Continuity, not rupture. AI reproduces colonial patterns in updated form rather than constituting a break from them.
Material, labor, epistemic, governance. The continuity operates at multiple levels simultaneously and can only be understood by attending to all of them.
The same geographies recur. The map of AI extraction is substantially the same map as earlier extraction regimes.
Recognition precedes intervention. Decolonizing AI requires first seeing the colonial structures that the industry's self-description denies.
Alternatives are possible. The framework points toward specific forms of resistance and reconstruction, not only critique.
The right weighting depends entirely on which level of analysis you foreground. At the material substrate level—cobalt, lithium, rare earths—the colonial-continuity thesis is approximately 85% correct.
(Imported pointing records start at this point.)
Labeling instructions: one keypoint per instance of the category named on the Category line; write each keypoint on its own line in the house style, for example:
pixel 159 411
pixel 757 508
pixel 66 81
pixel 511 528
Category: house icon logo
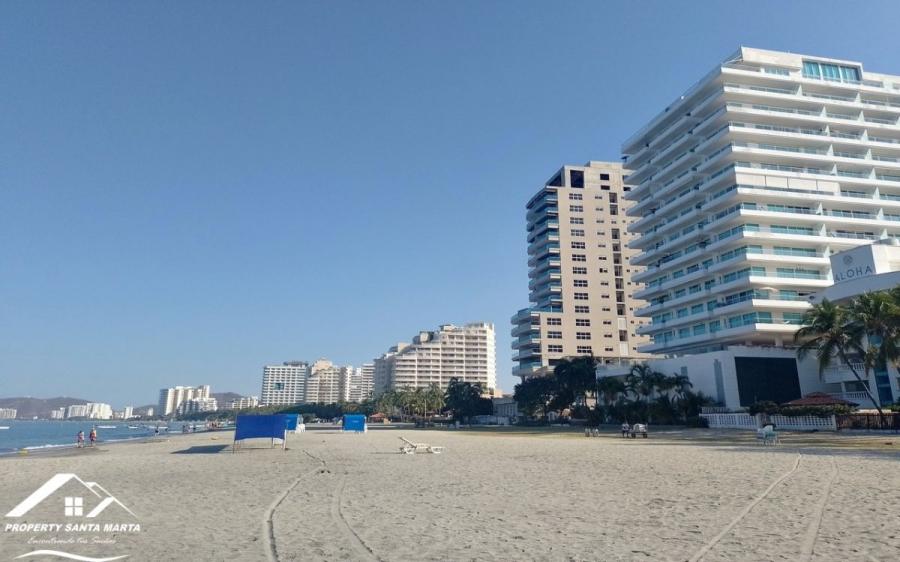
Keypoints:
pixel 71 505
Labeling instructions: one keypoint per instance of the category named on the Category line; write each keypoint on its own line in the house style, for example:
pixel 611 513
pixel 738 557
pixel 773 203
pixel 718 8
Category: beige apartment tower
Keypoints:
pixel 579 269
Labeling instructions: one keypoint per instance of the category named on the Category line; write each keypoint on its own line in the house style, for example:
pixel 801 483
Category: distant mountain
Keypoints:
pixel 224 397
pixel 40 407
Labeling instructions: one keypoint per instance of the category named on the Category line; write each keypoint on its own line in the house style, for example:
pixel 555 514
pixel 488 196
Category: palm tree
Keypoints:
pixel 435 397
pixel 829 333
pixel 876 316
pixel 681 384
pixel 609 388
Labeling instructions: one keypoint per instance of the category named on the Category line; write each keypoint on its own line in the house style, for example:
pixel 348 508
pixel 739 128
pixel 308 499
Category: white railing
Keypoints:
pixel 801 423
pixel 859 397
pixel 746 421
pixel 730 421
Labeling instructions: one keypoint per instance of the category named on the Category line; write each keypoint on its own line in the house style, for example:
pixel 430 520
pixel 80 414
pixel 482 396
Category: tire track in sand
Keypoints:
pixel 268 524
pixel 812 532
pixel 359 546
pixel 708 546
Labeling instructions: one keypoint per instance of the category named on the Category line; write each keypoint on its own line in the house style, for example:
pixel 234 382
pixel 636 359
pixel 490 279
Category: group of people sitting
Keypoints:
pixel 633 430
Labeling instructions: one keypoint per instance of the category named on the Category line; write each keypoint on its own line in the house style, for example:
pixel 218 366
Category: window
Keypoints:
pixel 74 506
pixel 833 72
pixel 576 178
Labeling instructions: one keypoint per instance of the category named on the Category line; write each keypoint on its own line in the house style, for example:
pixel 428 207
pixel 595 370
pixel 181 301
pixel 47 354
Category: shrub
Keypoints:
pixel 764 407
pixel 697 421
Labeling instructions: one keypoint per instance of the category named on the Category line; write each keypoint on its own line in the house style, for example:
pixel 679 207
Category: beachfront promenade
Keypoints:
pixel 493 495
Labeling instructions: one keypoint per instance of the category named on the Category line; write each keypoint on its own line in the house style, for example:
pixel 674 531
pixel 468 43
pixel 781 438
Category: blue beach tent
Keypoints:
pixel 354 422
pixel 292 421
pixel 271 427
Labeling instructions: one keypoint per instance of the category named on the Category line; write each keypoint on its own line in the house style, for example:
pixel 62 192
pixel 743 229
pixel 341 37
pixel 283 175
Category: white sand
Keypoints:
pixel 489 497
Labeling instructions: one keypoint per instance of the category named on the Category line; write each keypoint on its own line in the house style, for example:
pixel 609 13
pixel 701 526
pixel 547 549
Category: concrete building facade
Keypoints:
pixel 284 384
pixel 328 383
pixel 580 271
pixel 743 189
pixel 745 185
pixel 466 352
pixel 171 398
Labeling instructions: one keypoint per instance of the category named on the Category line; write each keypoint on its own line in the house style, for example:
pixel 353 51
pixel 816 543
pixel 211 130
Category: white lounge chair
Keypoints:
pixel 410 448
pixel 767 435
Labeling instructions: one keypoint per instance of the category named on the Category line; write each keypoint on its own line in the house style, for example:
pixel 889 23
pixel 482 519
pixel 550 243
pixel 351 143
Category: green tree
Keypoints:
pixel 533 394
pixel 464 398
pixel 574 379
pixel 830 333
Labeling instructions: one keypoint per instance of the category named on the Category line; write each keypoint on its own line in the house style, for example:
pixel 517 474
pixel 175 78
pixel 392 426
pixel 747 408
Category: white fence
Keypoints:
pixel 801 423
pixel 746 421
pixel 731 421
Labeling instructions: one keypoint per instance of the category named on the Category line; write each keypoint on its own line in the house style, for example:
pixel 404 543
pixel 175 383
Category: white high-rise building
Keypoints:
pixel 464 352
pixel 242 403
pixel 171 398
pixel 580 272
pixel 197 405
pixel 366 381
pixel 328 383
pixel 744 186
pixel 284 384
pixel 77 411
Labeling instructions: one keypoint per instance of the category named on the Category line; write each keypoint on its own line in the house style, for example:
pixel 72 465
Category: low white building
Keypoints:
pixel 99 411
pixel 242 403
pixel 77 411
pixel 197 405
pixel 873 267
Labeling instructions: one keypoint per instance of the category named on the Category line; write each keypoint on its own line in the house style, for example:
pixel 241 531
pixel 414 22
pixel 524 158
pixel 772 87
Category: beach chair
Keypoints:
pixel 410 448
pixel 767 435
pixel 639 429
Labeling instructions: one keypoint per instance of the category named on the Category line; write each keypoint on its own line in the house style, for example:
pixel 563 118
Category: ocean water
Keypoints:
pixel 42 434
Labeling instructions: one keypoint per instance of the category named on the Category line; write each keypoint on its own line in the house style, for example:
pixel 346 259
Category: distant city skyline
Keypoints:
pixel 192 194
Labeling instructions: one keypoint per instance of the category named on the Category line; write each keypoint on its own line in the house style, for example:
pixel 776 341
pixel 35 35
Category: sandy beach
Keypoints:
pixel 490 496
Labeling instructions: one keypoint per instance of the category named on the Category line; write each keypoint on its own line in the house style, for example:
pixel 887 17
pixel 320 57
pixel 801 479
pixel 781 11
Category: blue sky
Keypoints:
pixel 191 190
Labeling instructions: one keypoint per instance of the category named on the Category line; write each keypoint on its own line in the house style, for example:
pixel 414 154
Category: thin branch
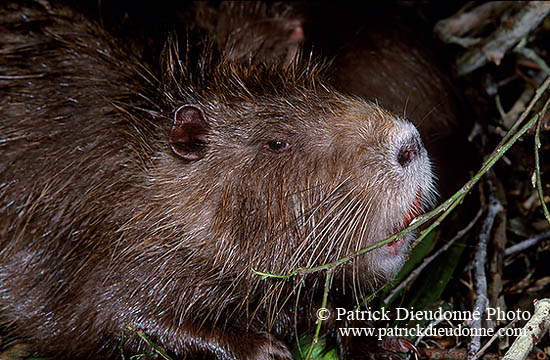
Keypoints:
pixel 537 173
pixel 414 274
pixel 447 206
pixel 480 279
pixel 526 243
pixel 504 38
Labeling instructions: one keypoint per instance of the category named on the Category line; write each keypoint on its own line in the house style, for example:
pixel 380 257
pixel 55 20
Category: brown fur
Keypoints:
pixel 103 225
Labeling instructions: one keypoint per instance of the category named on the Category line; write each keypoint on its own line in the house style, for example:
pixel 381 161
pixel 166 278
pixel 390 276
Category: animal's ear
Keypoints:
pixel 188 134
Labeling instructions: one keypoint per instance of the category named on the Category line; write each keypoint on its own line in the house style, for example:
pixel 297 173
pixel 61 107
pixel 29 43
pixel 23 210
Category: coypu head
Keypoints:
pixel 286 173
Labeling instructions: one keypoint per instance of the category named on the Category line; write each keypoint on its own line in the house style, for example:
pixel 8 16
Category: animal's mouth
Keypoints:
pixel 414 211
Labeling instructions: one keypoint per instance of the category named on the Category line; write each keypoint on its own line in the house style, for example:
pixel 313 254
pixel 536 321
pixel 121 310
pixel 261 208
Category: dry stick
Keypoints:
pixel 491 340
pixel 414 274
pixel 446 207
pixel 450 29
pixel 497 44
pixel 535 329
pixel 482 301
pixel 537 173
pixel 526 243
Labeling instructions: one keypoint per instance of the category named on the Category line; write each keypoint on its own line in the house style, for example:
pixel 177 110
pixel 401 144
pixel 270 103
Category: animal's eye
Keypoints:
pixel 277 146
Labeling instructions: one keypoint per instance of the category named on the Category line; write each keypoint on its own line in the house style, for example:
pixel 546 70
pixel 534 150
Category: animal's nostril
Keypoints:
pixel 408 152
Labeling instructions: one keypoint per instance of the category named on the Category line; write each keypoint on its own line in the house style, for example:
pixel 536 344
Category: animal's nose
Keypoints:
pixel 409 151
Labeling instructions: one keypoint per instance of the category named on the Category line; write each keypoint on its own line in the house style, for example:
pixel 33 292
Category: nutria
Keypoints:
pixel 143 197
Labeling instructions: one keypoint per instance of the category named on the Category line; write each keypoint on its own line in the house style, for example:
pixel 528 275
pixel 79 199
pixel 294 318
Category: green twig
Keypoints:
pixel 159 350
pixel 448 206
pixel 328 282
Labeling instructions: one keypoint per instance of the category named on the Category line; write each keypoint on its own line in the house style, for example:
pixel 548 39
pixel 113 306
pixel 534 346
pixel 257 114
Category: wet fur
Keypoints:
pixel 103 226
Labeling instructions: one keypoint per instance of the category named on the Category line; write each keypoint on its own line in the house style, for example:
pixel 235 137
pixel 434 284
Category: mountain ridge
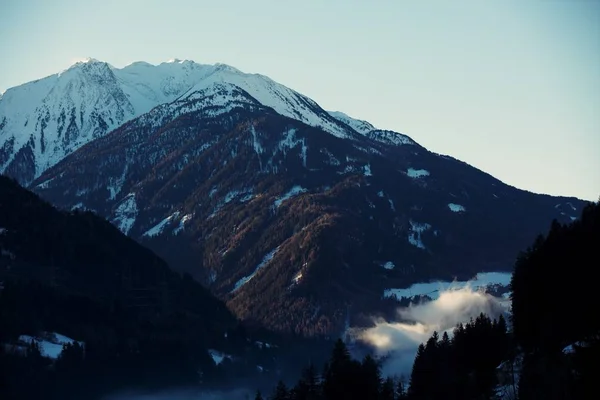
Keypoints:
pixel 44 120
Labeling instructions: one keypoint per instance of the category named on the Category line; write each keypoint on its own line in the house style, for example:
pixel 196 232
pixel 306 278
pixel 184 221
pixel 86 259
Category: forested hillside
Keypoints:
pixel 134 322
pixel 550 351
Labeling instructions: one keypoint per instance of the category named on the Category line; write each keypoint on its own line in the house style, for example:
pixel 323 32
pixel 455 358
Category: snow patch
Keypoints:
pixel 50 344
pixel 456 207
pixel 290 141
pixel 184 220
pixel 126 213
pixel 388 265
pixel 266 259
pixel 158 228
pixel 417 173
pixel 294 191
pixel 218 356
pixel 482 281
pixel 414 234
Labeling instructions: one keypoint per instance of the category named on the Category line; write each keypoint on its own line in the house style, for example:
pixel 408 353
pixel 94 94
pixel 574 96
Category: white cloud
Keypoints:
pixel 398 341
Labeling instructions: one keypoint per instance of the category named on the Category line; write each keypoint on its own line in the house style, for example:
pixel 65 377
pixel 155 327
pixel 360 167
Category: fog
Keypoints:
pixel 185 394
pixel 397 342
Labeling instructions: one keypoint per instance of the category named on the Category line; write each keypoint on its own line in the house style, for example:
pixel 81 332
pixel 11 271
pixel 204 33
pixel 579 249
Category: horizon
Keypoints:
pixel 511 88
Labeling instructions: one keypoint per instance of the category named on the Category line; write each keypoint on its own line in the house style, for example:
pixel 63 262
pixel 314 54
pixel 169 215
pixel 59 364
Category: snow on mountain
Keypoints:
pixel 43 121
pixel 359 126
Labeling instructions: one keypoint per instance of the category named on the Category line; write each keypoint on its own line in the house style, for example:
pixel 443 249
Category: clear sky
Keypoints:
pixel 511 87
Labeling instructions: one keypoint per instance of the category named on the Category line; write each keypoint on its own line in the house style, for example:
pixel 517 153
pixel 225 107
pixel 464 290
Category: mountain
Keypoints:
pixel 81 253
pixel 298 218
pixel 74 275
pixel 43 121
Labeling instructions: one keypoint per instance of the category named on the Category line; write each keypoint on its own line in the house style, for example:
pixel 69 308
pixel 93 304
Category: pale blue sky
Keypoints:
pixel 511 87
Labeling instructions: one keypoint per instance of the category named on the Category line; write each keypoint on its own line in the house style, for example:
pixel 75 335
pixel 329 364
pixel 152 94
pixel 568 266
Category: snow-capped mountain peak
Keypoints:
pixel 43 121
pixel 360 126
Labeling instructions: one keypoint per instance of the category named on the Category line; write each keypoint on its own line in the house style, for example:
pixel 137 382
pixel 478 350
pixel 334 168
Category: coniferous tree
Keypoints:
pixel 336 372
pixel 387 390
pixel 281 392
pixel 369 378
pixel 401 391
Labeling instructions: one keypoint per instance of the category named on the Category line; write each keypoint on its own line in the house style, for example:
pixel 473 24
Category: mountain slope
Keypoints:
pixel 295 227
pixel 43 121
pixel 83 254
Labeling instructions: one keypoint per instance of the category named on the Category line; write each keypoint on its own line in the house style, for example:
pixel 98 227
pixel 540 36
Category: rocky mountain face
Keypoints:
pixel 298 218
pixel 43 121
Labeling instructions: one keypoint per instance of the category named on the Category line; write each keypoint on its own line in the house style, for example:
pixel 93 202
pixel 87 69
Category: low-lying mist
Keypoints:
pixel 185 394
pixel 397 342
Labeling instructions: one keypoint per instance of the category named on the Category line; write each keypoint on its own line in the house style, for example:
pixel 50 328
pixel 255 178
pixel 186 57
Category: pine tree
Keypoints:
pixel 419 379
pixel 387 390
pixel 337 372
pixel 401 391
pixel 370 378
pixel 281 392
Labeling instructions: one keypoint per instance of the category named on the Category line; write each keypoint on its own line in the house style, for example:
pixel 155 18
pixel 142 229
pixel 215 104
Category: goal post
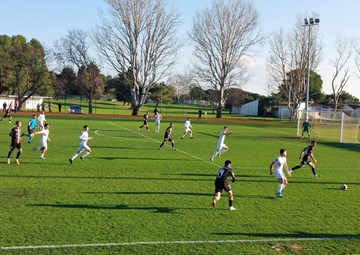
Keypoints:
pixel 330 125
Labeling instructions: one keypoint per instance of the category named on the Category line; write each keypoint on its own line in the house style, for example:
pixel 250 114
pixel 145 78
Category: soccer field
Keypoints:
pixel 127 197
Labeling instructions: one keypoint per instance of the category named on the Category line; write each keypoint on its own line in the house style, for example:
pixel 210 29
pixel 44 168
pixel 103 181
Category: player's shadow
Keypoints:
pixel 207 134
pixel 344 146
pixel 107 207
pixel 138 158
pixel 298 234
pixel 151 193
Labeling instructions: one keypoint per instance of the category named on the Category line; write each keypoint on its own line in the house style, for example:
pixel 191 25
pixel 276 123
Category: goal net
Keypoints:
pixel 330 125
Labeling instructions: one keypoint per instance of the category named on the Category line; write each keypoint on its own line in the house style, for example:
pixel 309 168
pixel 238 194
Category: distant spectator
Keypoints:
pixel 59 105
pixel 50 106
pixel 200 113
pixel 16 105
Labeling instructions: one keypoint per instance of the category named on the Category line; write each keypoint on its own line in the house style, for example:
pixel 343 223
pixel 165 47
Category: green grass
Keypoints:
pixel 127 191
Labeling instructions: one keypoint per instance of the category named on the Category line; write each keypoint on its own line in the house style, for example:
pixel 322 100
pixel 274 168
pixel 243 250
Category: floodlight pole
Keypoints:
pixel 308 22
pixel 161 84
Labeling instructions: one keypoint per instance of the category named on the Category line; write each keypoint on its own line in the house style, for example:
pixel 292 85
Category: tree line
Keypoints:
pixel 138 39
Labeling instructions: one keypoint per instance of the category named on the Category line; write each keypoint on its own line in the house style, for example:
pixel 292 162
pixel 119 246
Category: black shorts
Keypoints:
pixel 15 145
pixel 221 185
pixel 167 139
pixel 30 130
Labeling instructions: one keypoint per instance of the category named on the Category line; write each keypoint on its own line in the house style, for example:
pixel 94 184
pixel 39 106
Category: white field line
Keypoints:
pixel 156 141
pixel 181 242
pixel 98 132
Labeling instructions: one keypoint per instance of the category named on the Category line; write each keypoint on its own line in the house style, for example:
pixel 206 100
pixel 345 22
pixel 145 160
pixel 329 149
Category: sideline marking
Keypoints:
pixel 181 151
pixel 182 242
pixel 208 161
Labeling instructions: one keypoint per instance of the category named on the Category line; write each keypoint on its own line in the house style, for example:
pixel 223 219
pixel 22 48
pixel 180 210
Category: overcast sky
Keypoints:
pixel 49 20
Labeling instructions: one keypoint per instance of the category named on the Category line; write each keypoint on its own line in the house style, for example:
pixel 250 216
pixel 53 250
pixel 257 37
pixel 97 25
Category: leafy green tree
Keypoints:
pixel 23 68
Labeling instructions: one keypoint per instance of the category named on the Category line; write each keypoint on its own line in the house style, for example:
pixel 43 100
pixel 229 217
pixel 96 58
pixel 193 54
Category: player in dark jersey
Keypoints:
pixel 305 155
pixel 15 135
pixel 306 128
pixel 146 118
pixel 167 137
pixel 221 184
pixel 7 115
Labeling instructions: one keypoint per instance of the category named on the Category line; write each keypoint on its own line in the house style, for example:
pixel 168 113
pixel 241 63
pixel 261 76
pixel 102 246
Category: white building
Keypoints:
pixel 248 109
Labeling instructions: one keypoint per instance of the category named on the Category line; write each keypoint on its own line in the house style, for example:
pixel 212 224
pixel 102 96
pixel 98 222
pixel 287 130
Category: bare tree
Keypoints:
pixel 222 36
pixel 287 62
pixel 90 82
pixel 73 50
pixel 356 48
pixel 139 36
pixel 180 84
pixel 341 69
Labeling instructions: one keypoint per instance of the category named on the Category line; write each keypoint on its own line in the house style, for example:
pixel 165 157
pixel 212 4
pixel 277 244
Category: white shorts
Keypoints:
pixel 279 174
pixel 220 146
pixel 83 147
pixel 187 130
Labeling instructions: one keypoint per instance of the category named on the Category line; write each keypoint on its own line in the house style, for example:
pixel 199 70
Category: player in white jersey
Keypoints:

The deposits exist where geology placed them, but the terms of extraction, the distribution of profits, the environmental externalities borne locally while value accrues elsewhere: these are structurally continuous with nineteenth-century patterns. The contrarian point about periodic-table necessity holds for 15% of the phenomenon (you cannot mine cobalt where it does not exist), but it does not explain why Congolese miners see 3% of cobalt's value chain.
At the labor level, the weighting shifts to 60/40. Nairobi and Manila host moderation work partly because of colonial-era English diffusion (colonial continuity), but also because postcolonial governments deliberately invested in telecommunications, education, and business-process outsourcing as development strategies (postcolonial agency). Both are true. At the epistemic level, the thesis holds at 70%: training corpora do reflect the digitized colonial archive, but the contrarian point that indigenous communities often chose non-digitization for self-protection is also substantively true and explains perhaps 20% of the absence, with the remaining 10% attributable to technical-linguistic challenges in encoding non-standardized orthographies.
The synthesis the topic itself demands is this: AI infrastructure is over-determined—shaped simultaneously by geological constraint, colonial legacy, postcolonial state capacity, and indigenous refusal. The colonial genealogy is descriptively accurate but explanatorily incomplete. Decolonial intervention requires holding all four forces in view, not collapsing them into a single logic. The map recurs, but the reasons it recurs are plural, and the points of effective leverage differ depending on which mechanism dominates at each node.